Mailing-List: contact dev-help@httpd.apache.org; run by ezmlm
Precedence: bulk
Reply-To: dev@httpd.apache.org
Date: Mon, 27 Aug 2001 19:59:55 -0700
From: Brian Pane <bpane@pacbell.net>
Subject: Re: chunking of content in mod_include?
To: dev@httpd.apache.org
Message-id: <3B8B092B.20201@pacbell.net>
MIME-version: 1.0
Content-type: text/plain; charset=us-ascii; format=flowed
Content-transfer-encoding: 7BIT
User-Agent: Mozilla/5.0 (X11; U; Linux i686; en-US; rv:0.9.3) Gecko/20010801
References: <3B8AD23B.2040305@pacbell.net>
 <0108271616510J.15633@koj.rkbloom.net> <3B8B0112.1E5910CB@remulak.net>
Status: O

Paul J. Reder wrote:

>Ryan Bloom wrote:
>
>>On Monday 27 August 2001 16:05, Brian Pane wrote:
>>
>>>In mod_include's find_start_sequence function, there's some code that
>>>splits the current bucket if "ctx->bytes_parsed >= BYTE_COUNT_THRESHOLD."
>>>
>>>Can somebody explain the rationale for this?  It seems redundant to be
>>>splitting the data into smaller chunks in a content filter; I'd expect
>>>mod_include to defer network block sizing to downstream filters.  In the
>>>profile data I'm looking at currently, this check accounts for 35% of the
>>>total run time of find_start_sequence, so there's some performance to
>>>be gained if the "ctx->bytes_parsed >= BYTE_COUNT_THRESHOLD" check can
>>>be eliminated.
>>>
>>It is used to ensure that we don't buffer all the data in mod_include.  It isn't
>>really done correctly though, because what we should be doing, is just continuing
>>to read as much data as possible, but as soon as we can't read something, send
>>what we have down the filter stack.
>>
>>This variable, basically ensures we don't keep reading all the data until we
>>process the whole file, or reach the first tag.
>>
>
>In what manner do you mean "as soon as we can't read something"? It is my understanding
>that the bucket code hides reading delays from the mod_include code.
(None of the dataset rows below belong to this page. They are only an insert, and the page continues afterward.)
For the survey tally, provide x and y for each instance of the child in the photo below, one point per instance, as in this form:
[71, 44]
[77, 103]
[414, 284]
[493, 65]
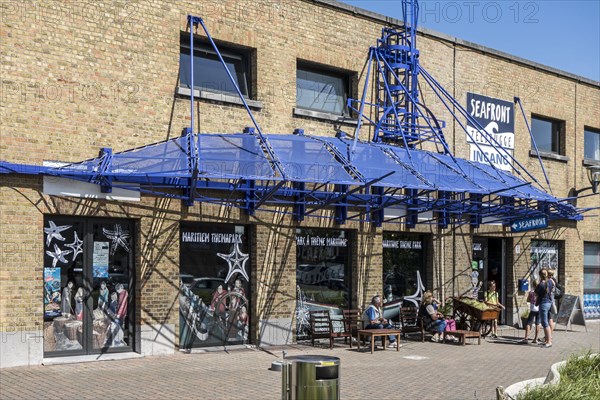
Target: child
[491, 297]
[534, 314]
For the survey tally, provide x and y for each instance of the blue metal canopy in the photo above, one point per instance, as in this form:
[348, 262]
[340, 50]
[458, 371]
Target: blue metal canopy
[329, 176]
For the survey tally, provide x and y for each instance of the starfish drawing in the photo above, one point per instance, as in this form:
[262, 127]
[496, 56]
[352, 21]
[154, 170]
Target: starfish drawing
[236, 260]
[58, 255]
[76, 246]
[119, 238]
[53, 232]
If that is true
>how would the mod_include code know when to send a chunk along? Are you saying the
>bucket code should do some magic like send all buckets in the brigade up to the
>current one? This would wreak havoc on code like mod_include that may be setting
>aside or tagging buckets for replacement when the end of the tag is found.
>
>This code was put in because we were seeing the mod_include code buffer up the entire
>collection of buckets until an SSI tag was found. If you have a 200 MB file with an
>SSI tag footer at the end of the brigade, the whole thing was being buffered. How do
>you propose that this be done differently?
>
>The only thing I can think of is to add to and check the byte tally at bucket
>boundaries. We might go over the BYTE_COUNT_THRESHOLD, but the check wouldn't
>happen on every byte and there wouldn't need to be a bucket split to send along
>the first part. Is this what you mean?
>
I think checking on bucket boundaries would be better.  And to guard 
against the
case where a single bucket might contain 200 MB of data, wouldn't it 
work to just
check the bucket size right after the apr_bucket_read in find_start_sequence
and split the bucket there if its size exceeds some reasonable threshold?

--Brian